Bir kadın olarak zaaflarım var. Alışverişi severim. Çikolatadan daha çok keyif verir bana. Bu yüzden görüntüm için bazen akılsızca para harcarım. Mutlu olur muyum? Evet olurum. Kısa bir süre için. Daha çok alamadıklarım için mutsuz olurum. Ne zaman bir alışveriş merkezine gitsem, para harcamasam bile enerjim biter. Yorulurum.
Bir taraftan çok şanslıyım, evime yürüme mesafesinde olan tam dört tane park var: Göztepe Parkı, Kalamış Parkı, Fenerbahçe Parkı ve Özgürlük Parkı. Hepsi birbirinden yeşil, hepsi birbirinden özel. Üstelik her mevsim ayrı güzel.
İstanbul gibi insanı yoran bir şehirde yaşarken, ne zaman bu parklardan birine gitsem, nefes aldığımı hissederim. İçim bambaşka bir mutlulukla dolar. Enerjim baştan başa değişir. Yalnız da olsam sıkılmam. Bunalmam. Özüme ulaşırım. Ana sevgiye bağlanırım.
Bugün ülkemde hükümete karşı bir direniş var. Türkiye’nin tüm bölgelerinde Taksim’deki Gezi Parkı’nın yıkılması protesto ediliyor. Polisin eylemlere gösterdiği tepkilerle ortalık savaş alanına döndü. Halkımın uyanmasına ve artık susmamasına seviniyor, hükümetimin kendinden yana olmayana gösterdiği duyarsızlığına üzülüyorum.
Tekamüle inanırım. Her olumsuzluğun insanı, evreni fiziksel olmasa da ruhen olgunlaştırdığını düşünürüm.
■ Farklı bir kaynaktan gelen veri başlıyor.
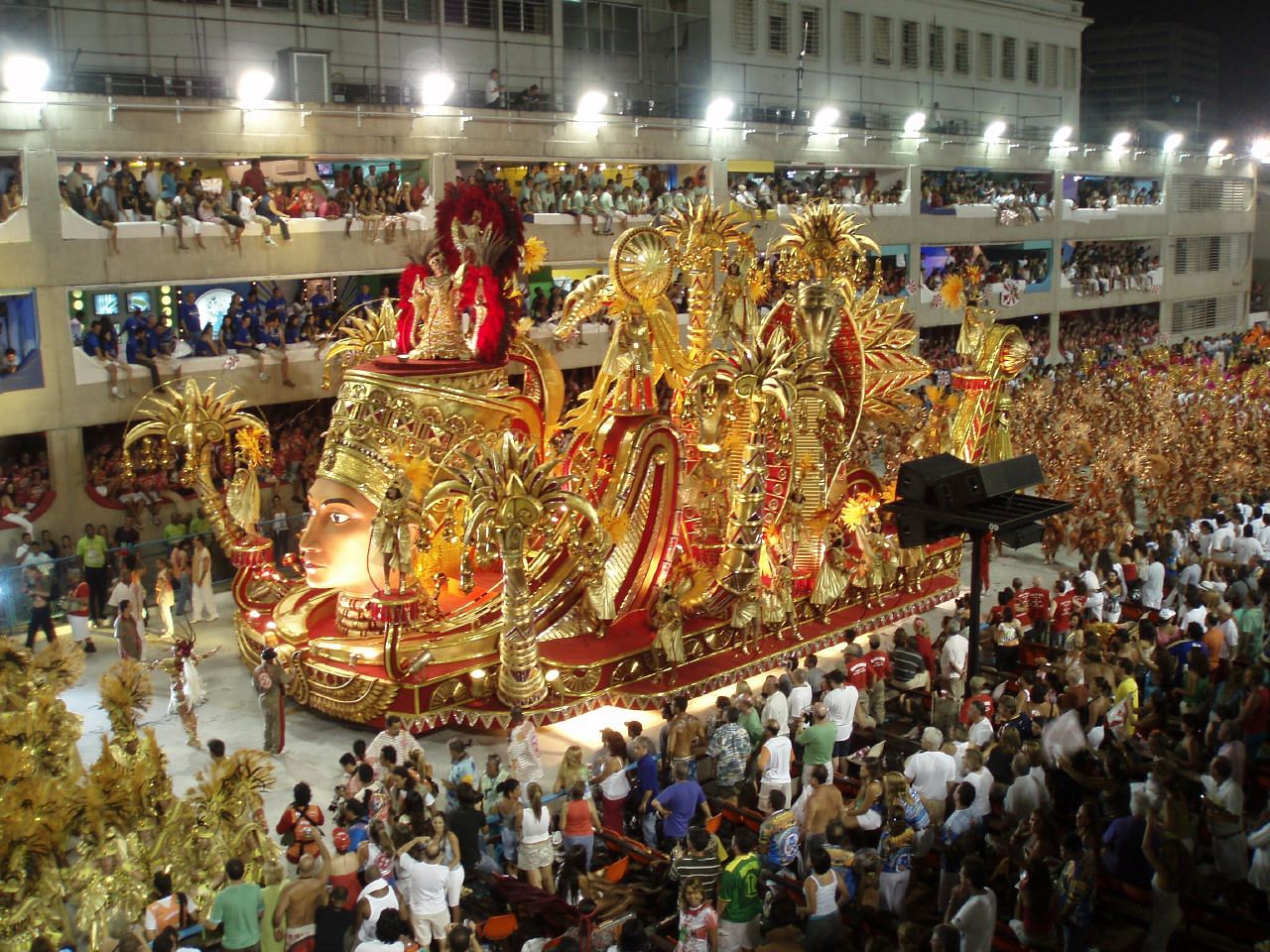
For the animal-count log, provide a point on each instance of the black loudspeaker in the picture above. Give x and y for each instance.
(993, 480)
(916, 531)
(1028, 535)
(929, 480)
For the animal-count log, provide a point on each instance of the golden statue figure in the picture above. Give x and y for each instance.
(667, 617)
(439, 327)
(833, 578)
(390, 538)
(996, 353)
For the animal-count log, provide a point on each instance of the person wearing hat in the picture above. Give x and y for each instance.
(271, 682)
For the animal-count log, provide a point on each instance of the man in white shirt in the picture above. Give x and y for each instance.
(980, 728)
(1153, 580)
(952, 660)
(394, 735)
(801, 694)
(975, 915)
(775, 706)
(933, 774)
(493, 90)
(841, 703)
(426, 892)
(1025, 792)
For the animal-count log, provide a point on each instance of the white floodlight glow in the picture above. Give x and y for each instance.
(436, 89)
(590, 105)
(826, 118)
(24, 75)
(254, 85)
(719, 111)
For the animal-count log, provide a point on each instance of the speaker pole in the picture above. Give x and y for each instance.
(971, 661)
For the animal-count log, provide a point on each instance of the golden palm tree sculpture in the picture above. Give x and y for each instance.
(513, 504)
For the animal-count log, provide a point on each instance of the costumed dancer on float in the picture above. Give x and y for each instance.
(271, 689)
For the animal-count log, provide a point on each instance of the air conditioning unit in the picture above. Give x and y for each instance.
(305, 75)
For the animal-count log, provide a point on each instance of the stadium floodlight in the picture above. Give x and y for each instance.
(719, 111)
(436, 89)
(590, 105)
(24, 75)
(825, 119)
(254, 85)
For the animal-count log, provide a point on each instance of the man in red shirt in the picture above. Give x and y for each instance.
(879, 673)
(860, 676)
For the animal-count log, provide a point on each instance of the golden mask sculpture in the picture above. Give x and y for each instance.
(642, 557)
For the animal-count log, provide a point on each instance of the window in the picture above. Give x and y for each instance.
(1008, 59)
(987, 48)
(910, 45)
(743, 26)
(601, 27)
(477, 14)
(811, 35)
(961, 53)
(526, 17)
(881, 41)
(852, 37)
(1071, 67)
(778, 28)
(935, 48)
(411, 10)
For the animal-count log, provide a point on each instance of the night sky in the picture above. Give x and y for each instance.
(1243, 27)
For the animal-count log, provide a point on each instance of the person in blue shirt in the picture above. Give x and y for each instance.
(96, 345)
(277, 303)
(190, 320)
(679, 802)
(321, 308)
(645, 774)
(275, 344)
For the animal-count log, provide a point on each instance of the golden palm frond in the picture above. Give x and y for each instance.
(125, 694)
(824, 241)
(363, 338)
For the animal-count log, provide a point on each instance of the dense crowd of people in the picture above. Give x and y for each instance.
(942, 189)
(798, 186)
(1111, 191)
(1097, 268)
(164, 193)
(993, 263)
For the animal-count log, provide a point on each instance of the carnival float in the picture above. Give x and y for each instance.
(706, 509)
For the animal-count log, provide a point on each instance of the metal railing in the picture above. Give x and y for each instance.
(16, 606)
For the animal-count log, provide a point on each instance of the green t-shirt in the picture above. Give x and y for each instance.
(91, 551)
(753, 726)
(817, 743)
(739, 887)
(238, 910)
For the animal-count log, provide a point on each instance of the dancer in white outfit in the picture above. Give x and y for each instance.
(204, 598)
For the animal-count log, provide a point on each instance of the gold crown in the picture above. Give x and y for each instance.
(382, 419)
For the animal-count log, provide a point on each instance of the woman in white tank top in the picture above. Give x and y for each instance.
(535, 853)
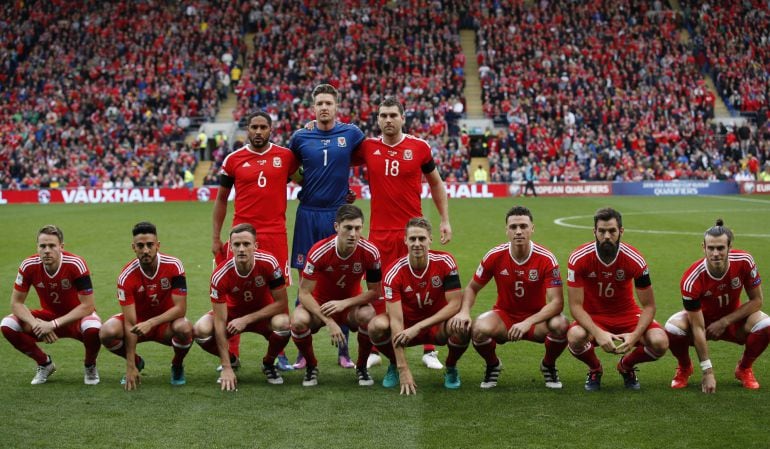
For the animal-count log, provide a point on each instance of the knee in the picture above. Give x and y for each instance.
(577, 336)
(280, 322)
(558, 325)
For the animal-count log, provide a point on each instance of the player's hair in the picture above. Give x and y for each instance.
(419, 222)
(144, 227)
(607, 214)
(243, 227)
(259, 114)
(348, 212)
(52, 230)
(517, 211)
(719, 229)
(326, 89)
(390, 102)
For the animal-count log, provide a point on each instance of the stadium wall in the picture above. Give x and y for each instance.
(454, 190)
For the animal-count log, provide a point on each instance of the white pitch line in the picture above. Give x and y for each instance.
(563, 222)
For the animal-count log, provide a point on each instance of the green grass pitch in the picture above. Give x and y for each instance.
(520, 412)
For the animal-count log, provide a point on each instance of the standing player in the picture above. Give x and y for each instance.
(152, 291)
(601, 278)
(330, 292)
(529, 300)
(422, 292)
(248, 293)
(711, 293)
(396, 164)
(63, 285)
(325, 154)
(259, 171)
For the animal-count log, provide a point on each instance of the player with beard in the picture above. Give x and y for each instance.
(259, 171)
(711, 294)
(601, 279)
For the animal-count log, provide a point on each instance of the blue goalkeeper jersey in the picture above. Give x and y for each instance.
(325, 159)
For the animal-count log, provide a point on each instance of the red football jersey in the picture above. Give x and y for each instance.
(151, 295)
(395, 179)
(719, 297)
(245, 294)
(337, 278)
(608, 289)
(57, 293)
(521, 287)
(421, 294)
(260, 186)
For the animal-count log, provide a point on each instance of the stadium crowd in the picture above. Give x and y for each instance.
(580, 91)
(91, 93)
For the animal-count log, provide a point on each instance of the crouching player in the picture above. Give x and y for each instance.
(330, 292)
(711, 293)
(152, 291)
(248, 294)
(63, 285)
(422, 292)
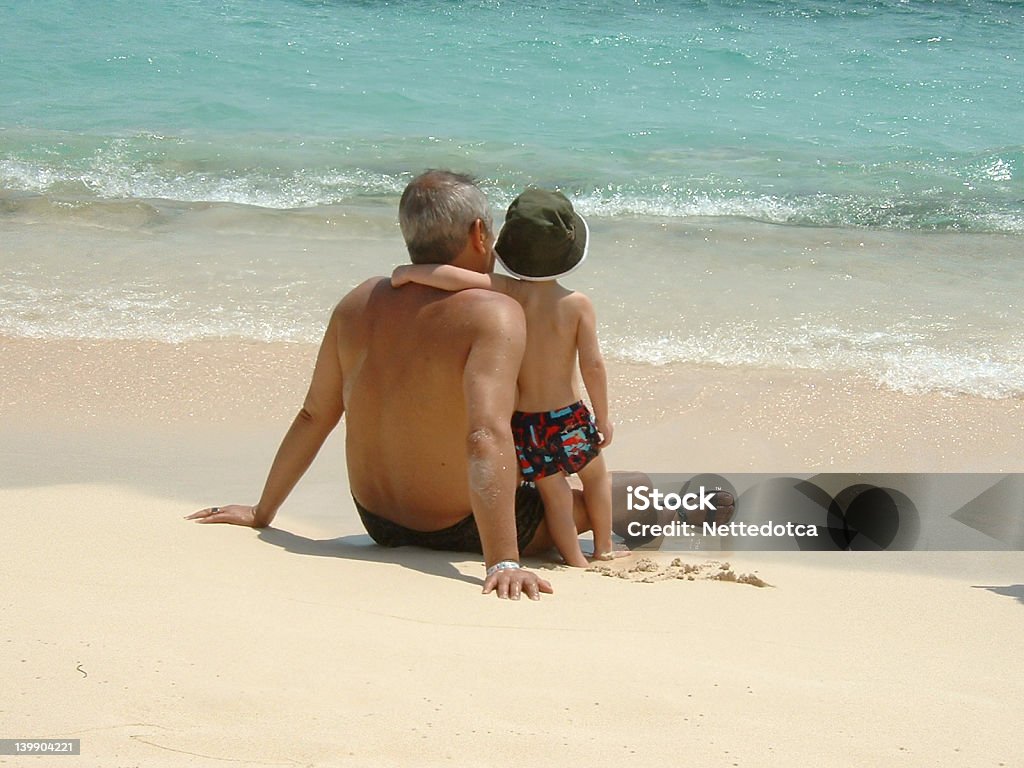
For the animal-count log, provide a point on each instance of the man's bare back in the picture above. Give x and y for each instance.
(402, 354)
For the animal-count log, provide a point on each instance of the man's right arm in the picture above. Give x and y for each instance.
(449, 278)
(489, 390)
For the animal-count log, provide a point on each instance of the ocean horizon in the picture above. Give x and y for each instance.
(833, 186)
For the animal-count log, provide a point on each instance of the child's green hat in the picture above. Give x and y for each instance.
(543, 238)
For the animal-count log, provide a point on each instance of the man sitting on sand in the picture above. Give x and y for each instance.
(427, 379)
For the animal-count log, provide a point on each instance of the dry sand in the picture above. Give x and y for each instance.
(159, 642)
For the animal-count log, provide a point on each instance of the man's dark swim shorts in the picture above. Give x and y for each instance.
(550, 441)
(463, 537)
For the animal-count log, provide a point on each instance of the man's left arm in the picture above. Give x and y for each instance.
(489, 389)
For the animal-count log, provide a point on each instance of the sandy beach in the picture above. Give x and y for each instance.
(158, 642)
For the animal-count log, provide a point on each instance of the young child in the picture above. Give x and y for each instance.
(544, 240)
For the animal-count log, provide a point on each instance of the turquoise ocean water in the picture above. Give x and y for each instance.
(834, 185)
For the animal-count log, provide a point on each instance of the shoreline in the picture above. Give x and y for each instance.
(721, 419)
(160, 642)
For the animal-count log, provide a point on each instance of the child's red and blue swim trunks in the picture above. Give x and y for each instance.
(549, 441)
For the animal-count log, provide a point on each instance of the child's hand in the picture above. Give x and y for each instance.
(400, 275)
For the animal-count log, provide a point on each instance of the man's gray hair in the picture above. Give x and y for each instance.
(436, 212)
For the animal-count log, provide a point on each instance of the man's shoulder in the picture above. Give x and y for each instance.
(356, 299)
(487, 312)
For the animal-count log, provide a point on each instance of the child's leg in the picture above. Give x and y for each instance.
(557, 498)
(597, 496)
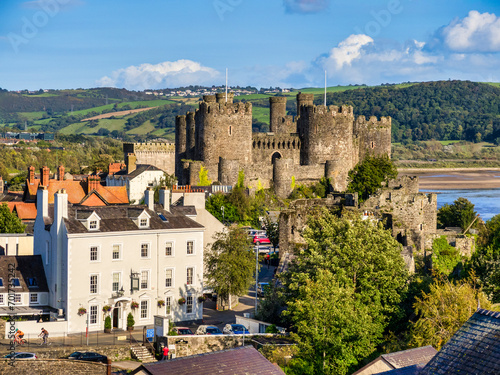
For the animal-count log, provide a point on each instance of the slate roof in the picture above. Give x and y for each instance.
(120, 219)
(410, 357)
(25, 267)
(140, 168)
(474, 349)
(238, 361)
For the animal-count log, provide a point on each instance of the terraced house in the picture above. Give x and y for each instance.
(126, 259)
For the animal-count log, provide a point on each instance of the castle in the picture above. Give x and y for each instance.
(319, 142)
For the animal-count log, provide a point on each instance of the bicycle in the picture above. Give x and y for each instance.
(20, 341)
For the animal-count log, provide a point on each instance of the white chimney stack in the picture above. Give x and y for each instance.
(149, 198)
(165, 198)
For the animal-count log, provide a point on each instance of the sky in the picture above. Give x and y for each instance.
(151, 44)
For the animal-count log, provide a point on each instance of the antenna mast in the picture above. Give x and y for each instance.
(226, 85)
(325, 88)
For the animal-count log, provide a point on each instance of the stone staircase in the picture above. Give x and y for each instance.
(142, 353)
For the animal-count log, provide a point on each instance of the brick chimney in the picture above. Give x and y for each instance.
(92, 183)
(45, 176)
(131, 160)
(31, 175)
(60, 173)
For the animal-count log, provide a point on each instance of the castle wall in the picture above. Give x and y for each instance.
(161, 155)
(225, 131)
(374, 136)
(267, 145)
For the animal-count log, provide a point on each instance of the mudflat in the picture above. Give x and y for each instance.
(455, 178)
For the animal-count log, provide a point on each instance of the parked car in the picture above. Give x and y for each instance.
(235, 329)
(21, 355)
(183, 330)
(88, 356)
(261, 288)
(208, 330)
(261, 239)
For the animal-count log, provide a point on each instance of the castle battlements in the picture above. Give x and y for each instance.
(319, 142)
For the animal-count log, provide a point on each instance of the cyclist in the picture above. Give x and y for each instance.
(44, 335)
(18, 337)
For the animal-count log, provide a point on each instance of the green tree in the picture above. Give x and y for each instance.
(230, 263)
(272, 230)
(367, 177)
(459, 214)
(9, 222)
(368, 276)
(443, 310)
(334, 328)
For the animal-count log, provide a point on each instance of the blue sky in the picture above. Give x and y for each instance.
(289, 43)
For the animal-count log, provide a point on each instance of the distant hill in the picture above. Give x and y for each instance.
(442, 110)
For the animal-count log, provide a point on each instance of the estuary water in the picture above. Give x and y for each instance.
(486, 202)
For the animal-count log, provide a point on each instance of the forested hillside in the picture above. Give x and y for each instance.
(443, 110)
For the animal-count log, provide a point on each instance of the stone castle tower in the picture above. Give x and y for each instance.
(320, 142)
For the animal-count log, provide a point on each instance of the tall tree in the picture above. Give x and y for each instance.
(230, 263)
(9, 222)
(367, 177)
(459, 214)
(368, 276)
(443, 310)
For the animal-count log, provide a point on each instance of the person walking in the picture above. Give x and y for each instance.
(165, 353)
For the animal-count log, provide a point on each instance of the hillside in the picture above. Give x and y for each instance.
(443, 110)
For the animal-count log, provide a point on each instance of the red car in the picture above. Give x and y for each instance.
(261, 239)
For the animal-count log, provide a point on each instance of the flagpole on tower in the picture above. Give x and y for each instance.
(325, 88)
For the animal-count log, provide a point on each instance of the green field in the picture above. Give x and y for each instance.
(261, 114)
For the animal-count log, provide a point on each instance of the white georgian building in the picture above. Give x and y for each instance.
(116, 255)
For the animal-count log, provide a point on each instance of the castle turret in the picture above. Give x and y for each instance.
(190, 136)
(221, 97)
(180, 144)
(277, 106)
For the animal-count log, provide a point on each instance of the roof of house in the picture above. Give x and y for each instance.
(404, 358)
(473, 349)
(410, 357)
(78, 191)
(25, 267)
(121, 218)
(238, 361)
(140, 168)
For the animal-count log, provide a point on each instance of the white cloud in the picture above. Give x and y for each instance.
(478, 32)
(346, 52)
(305, 6)
(165, 74)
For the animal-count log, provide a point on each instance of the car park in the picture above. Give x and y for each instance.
(183, 330)
(261, 239)
(88, 356)
(235, 329)
(21, 356)
(208, 330)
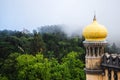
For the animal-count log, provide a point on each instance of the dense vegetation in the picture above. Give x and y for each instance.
(45, 54)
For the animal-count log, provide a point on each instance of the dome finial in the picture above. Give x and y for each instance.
(94, 19)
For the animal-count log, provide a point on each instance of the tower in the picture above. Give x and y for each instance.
(95, 35)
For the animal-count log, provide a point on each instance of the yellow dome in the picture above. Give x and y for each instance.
(95, 32)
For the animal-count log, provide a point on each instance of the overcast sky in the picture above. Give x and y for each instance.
(30, 14)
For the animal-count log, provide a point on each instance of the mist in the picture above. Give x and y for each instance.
(73, 14)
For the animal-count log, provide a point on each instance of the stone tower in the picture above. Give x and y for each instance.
(95, 35)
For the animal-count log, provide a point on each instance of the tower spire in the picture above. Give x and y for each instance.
(94, 19)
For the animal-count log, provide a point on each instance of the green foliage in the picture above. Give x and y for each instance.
(41, 55)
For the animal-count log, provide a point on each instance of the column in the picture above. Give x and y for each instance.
(98, 54)
(112, 75)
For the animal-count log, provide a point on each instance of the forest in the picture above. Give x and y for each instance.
(44, 54)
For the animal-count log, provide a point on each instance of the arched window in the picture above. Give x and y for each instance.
(109, 74)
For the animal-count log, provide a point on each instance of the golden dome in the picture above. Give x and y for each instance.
(95, 32)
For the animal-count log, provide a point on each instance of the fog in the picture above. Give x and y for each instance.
(74, 14)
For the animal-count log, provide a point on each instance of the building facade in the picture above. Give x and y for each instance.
(99, 65)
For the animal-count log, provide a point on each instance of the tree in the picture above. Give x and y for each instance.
(37, 44)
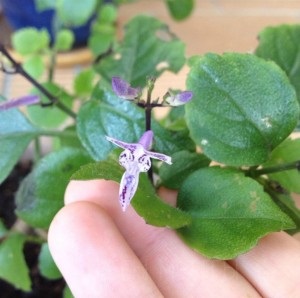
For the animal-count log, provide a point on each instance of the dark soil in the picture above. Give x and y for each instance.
(41, 287)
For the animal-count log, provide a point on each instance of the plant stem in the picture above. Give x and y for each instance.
(37, 150)
(20, 70)
(295, 165)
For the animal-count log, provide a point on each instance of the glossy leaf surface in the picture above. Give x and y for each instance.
(242, 108)
(230, 212)
(287, 152)
(16, 132)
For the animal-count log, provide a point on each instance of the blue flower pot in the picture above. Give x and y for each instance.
(22, 13)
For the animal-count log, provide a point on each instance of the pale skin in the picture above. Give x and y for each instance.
(104, 252)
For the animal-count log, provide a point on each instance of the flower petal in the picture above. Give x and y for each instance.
(121, 144)
(128, 186)
(146, 139)
(179, 98)
(123, 89)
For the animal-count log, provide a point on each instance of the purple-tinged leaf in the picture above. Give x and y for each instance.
(22, 101)
(123, 89)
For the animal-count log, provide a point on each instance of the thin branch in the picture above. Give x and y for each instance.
(18, 69)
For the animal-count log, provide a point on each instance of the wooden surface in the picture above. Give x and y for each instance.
(215, 26)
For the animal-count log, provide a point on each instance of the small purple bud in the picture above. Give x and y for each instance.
(146, 139)
(123, 89)
(22, 101)
(180, 98)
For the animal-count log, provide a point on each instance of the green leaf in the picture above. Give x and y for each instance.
(13, 267)
(30, 40)
(180, 9)
(146, 203)
(281, 44)
(15, 135)
(242, 108)
(51, 116)
(34, 65)
(123, 120)
(286, 203)
(41, 193)
(230, 212)
(75, 13)
(67, 293)
(184, 163)
(83, 83)
(64, 40)
(148, 49)
(108, 14)
(42, 5)
(286, 152)
(47, 267)
(100, 41)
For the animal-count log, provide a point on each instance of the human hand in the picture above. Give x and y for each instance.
(104, 252)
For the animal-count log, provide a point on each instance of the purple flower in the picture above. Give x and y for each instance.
(178, 99)
(123, 89)
(135, 159)
(22, 101)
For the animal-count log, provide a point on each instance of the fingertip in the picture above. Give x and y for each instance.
(92, 190)
(92, 255)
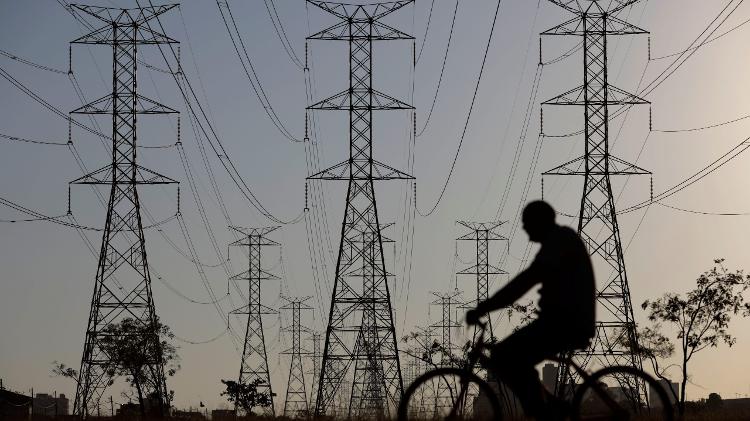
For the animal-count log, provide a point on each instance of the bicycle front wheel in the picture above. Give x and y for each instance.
(622, 393)
(449, 394)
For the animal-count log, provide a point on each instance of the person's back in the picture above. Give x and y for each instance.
(568, 294)
(566, 308)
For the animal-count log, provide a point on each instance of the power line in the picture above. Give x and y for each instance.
(249, 68)
(281, 33)
(426, 31)
(442, 71)
(31, 63)
(705, 43)
(698, 212)
(215, 142)
(38, 142)
(468, 117)
(710, 126)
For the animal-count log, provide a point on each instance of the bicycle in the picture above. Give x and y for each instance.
(457, 393)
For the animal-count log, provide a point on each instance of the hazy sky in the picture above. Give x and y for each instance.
(47, 272)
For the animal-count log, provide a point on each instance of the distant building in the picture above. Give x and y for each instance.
(48, 405)
(223, 415)
(549, 376)
(188, 415)
(668, 387)
(14, 406)
(738, 404)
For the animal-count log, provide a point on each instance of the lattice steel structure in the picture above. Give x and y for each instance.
(316, 356)
(360, 326)
(448, 303)
(295, 403)
(122, 288)
(481, 233)
(254, 364)
(595, 21)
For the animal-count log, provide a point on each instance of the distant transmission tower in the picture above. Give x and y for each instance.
(448, 302)
(616, 339)
(316, 356)
(295, 403)
(254, 365)
(481, 234)
(360, 329)
(122, 289)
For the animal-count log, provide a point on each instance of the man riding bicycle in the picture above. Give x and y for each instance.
(567, 302)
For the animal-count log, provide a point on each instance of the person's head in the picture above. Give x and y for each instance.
(538, 220)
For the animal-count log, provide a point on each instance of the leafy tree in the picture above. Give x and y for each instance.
(134, 349)
(246, 395)
(714, 401)
(61, 370)
(701, 319)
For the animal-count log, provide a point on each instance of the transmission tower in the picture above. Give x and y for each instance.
(254, 365)
(616, 340)
(316, 356)
(448, 303)
(295, 403)
(122, 289)
(481, 233)
(360, 326)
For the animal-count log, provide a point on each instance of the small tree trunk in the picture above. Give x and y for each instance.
(682, 387)
(141, 403)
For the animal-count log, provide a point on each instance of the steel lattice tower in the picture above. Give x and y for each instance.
(360, 326)
(122, 287)
(616, 338)
(295, 403)
(448, 303)
(254, 363)
(316, 356)
(481, 234)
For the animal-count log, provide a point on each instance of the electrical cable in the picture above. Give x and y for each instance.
(705, 43)
(711, 126)
(281, 33)
(697, 212)
(426, 31)
(201, 342)
(224, 158)
(38, 142)
(697, 176)
(442, 71)
(468, 116)
(254, 82)
(31, 63)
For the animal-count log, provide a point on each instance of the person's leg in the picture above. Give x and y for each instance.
(514, 359)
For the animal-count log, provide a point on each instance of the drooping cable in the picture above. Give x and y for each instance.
(468, 116)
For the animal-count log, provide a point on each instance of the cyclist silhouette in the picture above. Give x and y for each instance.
(566, 319)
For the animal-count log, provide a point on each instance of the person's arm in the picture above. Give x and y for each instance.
(515, 289)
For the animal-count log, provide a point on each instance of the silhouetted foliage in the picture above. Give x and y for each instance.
(61, 370)
(701, 319)
(133, 348)
(246, 396)
(714, 401)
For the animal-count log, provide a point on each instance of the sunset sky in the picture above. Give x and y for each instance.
(47, 271)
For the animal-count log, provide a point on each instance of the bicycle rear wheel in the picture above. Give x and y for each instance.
(622, 393)
(449, 394)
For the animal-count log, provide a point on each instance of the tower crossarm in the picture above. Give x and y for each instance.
(580, 6)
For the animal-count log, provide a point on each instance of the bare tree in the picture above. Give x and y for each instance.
(700, 318)
(246, 396)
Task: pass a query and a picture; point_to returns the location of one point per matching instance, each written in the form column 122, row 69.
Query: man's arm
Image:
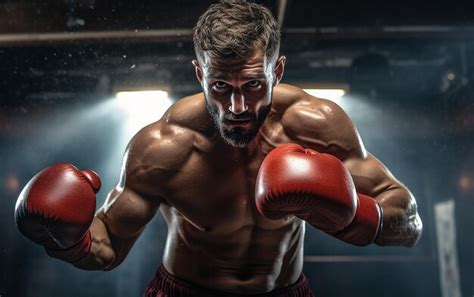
column 323, row 126
column 128, row 207
column 401, row 223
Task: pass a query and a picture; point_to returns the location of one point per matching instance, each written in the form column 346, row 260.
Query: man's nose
column 237, row 103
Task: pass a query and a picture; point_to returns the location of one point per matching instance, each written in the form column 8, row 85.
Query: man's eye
column 220, row 85
column 254, row 83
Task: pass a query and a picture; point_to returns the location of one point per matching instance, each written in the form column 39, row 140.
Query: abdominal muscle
column 247, row 260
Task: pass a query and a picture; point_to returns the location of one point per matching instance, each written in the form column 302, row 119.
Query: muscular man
column 236, row 171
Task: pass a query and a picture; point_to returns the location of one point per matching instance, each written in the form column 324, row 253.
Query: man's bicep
column 371, row 177
column 125, row 212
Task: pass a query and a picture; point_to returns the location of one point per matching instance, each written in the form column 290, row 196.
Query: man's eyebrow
column 254, row 75
column 249, row 76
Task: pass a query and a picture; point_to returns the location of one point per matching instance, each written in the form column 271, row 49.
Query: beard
column 238, row 136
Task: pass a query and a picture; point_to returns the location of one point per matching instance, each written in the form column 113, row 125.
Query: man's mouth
column 237, row 122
Bir gün mutlaka, şu anda ülkenin bu hale gelmesinin sebebi olan insanlar da uyanacak. Ancak o gün etraflarındaki dalkavuklar gidip kendi başlarına kaldıklarında; vicdanlarını rahatlatıp huzur bulabilmek ve özlerine ulaşabilmek için, umarım bir ağaç gölgesi bulabilirler.